The city’s settlement with North Bay Corp. comes just two weeks after its owner, James Ratto, announced he planned to sell his solid waste empire — including garbage and recycling pickup in eight of Sonoma County’s nine cities and the unincorporated county — to San Francisco-based Recology.

The $2 million is just a fraction of the nearly $18 million in fines the city has been hanging over the company’s head for months.

The city agreed to the lower figure because it wants to get on with the process of selecting a new hauler while also ensuring that North Bay Corp. fulfills its obligations to the city and its customers through the remaining 10 months of its contract, Deputy City Manager Gloria Hurtado said.

North Bay, also known by the name of its umbrella corporation, The Ratto Group, raised legal objections to many of the findings of a scathing 2016 audit, posing the prospect of extended litigation, Hurtado said.

“There was no guarantee that we would get any of those assessments, and the biggest part of those assessments was definitely in dispute,” Hurtado said.

The company paid the city $750,000 on Monday and will pay the rest of the sum in two installments plus interest in May and August, Hurtado said.

The company did not admit any wrongdoing in the settlement.

“We’re pleased to have the matter resolved,” North Bay spokesman Eric Koenigshofer said.

Key to the settlement was the provision related to additional fines over its aging fleet of trucks. The steepest fines of the city’s proposed fines related to the 27 trucks, most of which the city claimed were out of compliance, resulting in thousands of dollars per day in fines.

A provision in the contract calls for North Bay’s trucks to be rebuilt after five years “as needed” and for no trucks to be over 10 years old. Most of the trucks are over five years old, but the city didn’t have any proof they had ever been rebuilt, Hurtado said. Some are over 10 years old, she said.

The question came down to the interpretation of the “as needed” clause, she said.

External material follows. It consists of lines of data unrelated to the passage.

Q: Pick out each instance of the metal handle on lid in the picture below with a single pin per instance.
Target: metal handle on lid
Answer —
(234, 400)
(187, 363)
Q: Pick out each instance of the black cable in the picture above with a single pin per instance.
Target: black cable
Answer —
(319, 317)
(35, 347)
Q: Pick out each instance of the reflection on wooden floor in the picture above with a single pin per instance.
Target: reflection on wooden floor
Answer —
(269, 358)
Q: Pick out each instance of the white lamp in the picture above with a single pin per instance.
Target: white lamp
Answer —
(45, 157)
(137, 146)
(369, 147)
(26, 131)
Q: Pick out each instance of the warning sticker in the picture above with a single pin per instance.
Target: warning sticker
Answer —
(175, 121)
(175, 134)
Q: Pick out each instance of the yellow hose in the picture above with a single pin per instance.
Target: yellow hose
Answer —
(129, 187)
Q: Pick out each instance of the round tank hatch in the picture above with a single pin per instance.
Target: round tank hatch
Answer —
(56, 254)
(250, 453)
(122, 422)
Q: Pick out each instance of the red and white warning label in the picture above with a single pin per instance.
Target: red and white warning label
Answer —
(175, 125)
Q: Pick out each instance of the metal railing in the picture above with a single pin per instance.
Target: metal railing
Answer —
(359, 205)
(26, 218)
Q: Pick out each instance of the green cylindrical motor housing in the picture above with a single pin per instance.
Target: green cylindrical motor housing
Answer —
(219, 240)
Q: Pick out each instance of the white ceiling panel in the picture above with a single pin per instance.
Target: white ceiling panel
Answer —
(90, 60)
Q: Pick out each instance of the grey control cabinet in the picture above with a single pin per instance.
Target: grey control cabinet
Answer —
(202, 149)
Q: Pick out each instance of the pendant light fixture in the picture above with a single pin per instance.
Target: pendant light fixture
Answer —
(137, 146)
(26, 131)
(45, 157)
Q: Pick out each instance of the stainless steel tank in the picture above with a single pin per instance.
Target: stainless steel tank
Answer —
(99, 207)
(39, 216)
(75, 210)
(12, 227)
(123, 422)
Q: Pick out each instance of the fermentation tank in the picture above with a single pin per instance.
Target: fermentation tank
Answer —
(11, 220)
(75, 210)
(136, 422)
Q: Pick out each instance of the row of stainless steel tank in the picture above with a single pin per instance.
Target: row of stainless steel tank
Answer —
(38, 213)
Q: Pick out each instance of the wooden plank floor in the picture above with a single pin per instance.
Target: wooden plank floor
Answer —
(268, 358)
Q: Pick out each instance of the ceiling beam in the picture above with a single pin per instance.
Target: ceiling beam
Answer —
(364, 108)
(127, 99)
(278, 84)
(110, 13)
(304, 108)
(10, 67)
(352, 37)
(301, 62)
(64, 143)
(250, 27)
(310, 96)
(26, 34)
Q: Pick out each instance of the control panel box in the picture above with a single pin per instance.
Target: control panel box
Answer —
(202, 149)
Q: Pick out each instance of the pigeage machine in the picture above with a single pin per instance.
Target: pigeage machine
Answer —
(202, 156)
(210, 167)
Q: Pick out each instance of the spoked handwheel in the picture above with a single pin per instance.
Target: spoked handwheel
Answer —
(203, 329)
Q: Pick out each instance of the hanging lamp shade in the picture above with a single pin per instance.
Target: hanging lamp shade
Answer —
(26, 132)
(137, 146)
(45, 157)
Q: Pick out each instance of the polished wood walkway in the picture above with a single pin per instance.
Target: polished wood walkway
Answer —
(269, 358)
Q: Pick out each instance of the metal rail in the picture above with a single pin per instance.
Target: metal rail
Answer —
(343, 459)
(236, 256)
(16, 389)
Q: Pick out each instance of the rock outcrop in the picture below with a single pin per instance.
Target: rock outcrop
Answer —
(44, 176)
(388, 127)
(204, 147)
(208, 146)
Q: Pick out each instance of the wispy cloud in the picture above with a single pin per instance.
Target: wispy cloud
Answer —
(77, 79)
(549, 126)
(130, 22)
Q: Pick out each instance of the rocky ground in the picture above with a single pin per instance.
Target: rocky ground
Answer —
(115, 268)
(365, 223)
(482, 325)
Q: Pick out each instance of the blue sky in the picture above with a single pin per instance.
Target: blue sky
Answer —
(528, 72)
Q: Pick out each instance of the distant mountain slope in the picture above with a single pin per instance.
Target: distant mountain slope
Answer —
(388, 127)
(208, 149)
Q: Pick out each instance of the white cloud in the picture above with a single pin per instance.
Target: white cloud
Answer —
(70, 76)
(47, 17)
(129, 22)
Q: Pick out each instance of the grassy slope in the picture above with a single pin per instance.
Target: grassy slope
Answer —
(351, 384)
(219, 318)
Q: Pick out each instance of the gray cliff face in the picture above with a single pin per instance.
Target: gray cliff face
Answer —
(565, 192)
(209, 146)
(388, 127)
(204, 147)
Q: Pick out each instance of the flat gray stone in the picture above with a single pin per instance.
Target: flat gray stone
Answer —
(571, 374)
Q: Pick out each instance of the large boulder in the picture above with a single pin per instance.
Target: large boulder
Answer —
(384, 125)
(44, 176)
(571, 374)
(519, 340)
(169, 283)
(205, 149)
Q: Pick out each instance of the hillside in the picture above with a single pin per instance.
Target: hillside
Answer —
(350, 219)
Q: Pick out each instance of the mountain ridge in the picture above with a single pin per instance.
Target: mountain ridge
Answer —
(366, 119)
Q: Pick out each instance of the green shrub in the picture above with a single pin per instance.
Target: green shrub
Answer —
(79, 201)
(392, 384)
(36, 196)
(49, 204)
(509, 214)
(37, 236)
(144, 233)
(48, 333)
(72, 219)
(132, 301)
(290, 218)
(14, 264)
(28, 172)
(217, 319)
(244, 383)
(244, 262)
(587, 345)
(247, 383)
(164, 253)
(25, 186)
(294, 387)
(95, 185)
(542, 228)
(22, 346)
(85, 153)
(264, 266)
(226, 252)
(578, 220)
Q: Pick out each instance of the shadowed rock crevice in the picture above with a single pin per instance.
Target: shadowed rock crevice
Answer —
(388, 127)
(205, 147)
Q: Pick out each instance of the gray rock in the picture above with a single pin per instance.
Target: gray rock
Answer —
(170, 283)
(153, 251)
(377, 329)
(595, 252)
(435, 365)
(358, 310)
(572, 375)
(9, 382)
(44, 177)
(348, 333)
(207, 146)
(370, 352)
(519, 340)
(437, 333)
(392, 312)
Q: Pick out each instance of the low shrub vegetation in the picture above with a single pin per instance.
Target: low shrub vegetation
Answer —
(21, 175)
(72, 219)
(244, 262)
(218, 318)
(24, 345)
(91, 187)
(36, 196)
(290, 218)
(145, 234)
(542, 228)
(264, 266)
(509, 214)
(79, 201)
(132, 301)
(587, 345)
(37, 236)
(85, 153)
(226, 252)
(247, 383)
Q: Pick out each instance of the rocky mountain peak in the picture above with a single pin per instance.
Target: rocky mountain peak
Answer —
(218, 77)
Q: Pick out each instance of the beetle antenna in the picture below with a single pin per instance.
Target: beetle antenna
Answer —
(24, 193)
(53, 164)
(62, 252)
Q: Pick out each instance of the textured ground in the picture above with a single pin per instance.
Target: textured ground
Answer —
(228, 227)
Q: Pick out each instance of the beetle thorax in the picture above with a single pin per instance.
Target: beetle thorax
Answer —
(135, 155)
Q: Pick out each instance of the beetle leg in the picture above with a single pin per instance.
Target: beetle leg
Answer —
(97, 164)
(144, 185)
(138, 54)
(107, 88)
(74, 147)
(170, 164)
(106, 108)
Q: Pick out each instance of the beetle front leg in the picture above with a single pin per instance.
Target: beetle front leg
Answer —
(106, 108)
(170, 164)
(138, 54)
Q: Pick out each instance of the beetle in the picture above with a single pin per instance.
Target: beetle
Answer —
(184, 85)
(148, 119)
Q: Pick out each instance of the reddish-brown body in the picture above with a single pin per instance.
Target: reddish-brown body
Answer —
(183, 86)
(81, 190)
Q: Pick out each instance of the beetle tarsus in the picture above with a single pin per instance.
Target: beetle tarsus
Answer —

The settlement waives any future fines related to the fleet, and does not require the company to buy any new ones, which Hurtado said was unrealistic given the short time remaining on the contract.

The settlement also waives any additional fines for the company’s alleged failure to abide by the contract terms over alternative fuels, Hurtado said.

The contract requires the company to get approval from the city for any alternative fuels it plans to use, but Hurtado said she can find no evidence the company ever sought or received such approval. There is also a requirement the company use re-refined motor oil, but it has not done so, Hurtado said.

Koenigshofer said the company uses clean diesel, but he declined to say whether that fails to comply the contract.

The city had previously pegged the potential fines facing the company at around $14 million, representing most of the contract violations stemming from the audit. But in December, one of the company’s street sweepers was pulled over for not having proper title and registration, Hurtado said.

The vehicle was impounded, and the city learned that the company had never registered the four street sweepers it acquired from the city in 2010, despite specific contract language requiring it to do so, Hurtado said. Unlike some of the other audit findings, that was irrefutable, Hurtado said.

So the city proposed an additional $3.4 million in fines, bringing the total before the settlement to nearly $18 million.

It’s not the first time the company was forced to pay penalties to the city.

Following an audit of the years 2005 through 2007, the city required the company to purchase a new fleet of trucks at a cost of about $7 million and to pay $1.2 million in fines stemming largely from questions raised about its recycling operations on Standish Road. That property and its operations have been subject to a cease-and-desist order for more than a year, and the county has fined the company $575,600 as of December for failing to have the proper permits. Estimates for upgrading the facilities there need have exceeded $7 million.